Concluding this section are a number of documents concerning the boroughs. A few excerpts from the Liber Albus, in default of a better source, reveal the growing complexity of the London government. Henry VI's charter to Nottingham is typical of the formal acts of incorporation then being secured by the greater towns. The Leicester ordinances are homely examples of municipal by-laws. The indentures for the parliament of 1437 illustrate the varieties of electoral processes that prevailed in England until the Reform Act of 1832. Although an indefinite amount of other such material could be assembled, it would include little that was fundamentally new. In the history of English municipal institutions the formative period is the twelfth, rather than the fifteenth century. And the maturing of the local administrative system in other respects can well be left for more vivid portrayal in connection with the reorganization of the Tudors.
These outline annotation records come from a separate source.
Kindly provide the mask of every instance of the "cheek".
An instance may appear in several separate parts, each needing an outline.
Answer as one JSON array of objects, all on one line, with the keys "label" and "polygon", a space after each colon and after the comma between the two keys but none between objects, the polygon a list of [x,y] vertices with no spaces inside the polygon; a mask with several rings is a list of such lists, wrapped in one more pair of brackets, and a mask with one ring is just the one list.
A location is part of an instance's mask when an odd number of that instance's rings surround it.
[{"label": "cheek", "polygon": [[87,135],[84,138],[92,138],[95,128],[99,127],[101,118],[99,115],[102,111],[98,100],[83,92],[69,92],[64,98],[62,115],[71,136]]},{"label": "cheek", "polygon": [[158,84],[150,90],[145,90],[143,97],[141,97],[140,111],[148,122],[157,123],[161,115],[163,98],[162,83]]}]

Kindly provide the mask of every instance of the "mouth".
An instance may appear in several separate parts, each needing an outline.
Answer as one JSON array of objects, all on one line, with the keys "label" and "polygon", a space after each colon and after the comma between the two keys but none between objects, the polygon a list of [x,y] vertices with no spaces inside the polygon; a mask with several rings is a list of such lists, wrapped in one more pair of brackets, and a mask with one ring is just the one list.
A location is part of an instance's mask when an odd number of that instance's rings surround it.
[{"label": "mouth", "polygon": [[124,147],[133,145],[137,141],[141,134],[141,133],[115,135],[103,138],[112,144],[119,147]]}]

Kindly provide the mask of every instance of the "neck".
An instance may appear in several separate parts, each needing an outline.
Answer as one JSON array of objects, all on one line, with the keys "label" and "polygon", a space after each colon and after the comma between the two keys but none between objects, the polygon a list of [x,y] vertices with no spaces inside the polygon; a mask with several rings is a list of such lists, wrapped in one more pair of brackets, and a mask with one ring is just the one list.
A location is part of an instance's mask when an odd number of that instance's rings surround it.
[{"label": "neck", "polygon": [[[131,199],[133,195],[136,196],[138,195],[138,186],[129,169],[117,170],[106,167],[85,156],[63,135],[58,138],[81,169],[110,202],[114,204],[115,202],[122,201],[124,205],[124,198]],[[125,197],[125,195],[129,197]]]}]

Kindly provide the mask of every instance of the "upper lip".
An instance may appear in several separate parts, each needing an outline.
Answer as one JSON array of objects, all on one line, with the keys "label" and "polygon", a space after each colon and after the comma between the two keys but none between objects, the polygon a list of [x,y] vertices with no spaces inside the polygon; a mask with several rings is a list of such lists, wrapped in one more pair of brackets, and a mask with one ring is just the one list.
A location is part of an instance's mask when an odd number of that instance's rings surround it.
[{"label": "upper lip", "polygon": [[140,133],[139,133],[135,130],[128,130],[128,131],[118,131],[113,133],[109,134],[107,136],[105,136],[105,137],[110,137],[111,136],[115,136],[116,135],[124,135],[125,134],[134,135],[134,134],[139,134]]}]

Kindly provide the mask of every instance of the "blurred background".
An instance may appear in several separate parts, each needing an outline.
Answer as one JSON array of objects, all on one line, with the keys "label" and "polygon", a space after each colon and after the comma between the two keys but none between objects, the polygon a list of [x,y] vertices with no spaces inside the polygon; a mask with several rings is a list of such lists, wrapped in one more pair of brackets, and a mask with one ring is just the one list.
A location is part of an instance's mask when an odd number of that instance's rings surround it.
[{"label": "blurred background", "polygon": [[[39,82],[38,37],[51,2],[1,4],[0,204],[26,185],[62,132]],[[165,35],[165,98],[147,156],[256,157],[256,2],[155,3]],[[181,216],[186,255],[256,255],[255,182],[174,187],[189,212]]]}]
The list of authorities cited for the preceding section may likewise be taken for the present one, with the addition of several works that deal specifically with fifteenth-century institutions: F. B. Chrimes, English Constitutional Ideas in the Fifteenth Century; T. F. T. Plucknett, "The Lancastrian Constitution," in Tudor Studies; and numerous special articles, some of which, as usual, are referred to in footnotes. Lastly, attention should be called to the contemporary account of the English constitution, or what the author thought it should be, in Sir John Fortescue's Governance of England (ed. Plummer) one of the many famous books which the present collection is, for lack of available space, forced to neglect.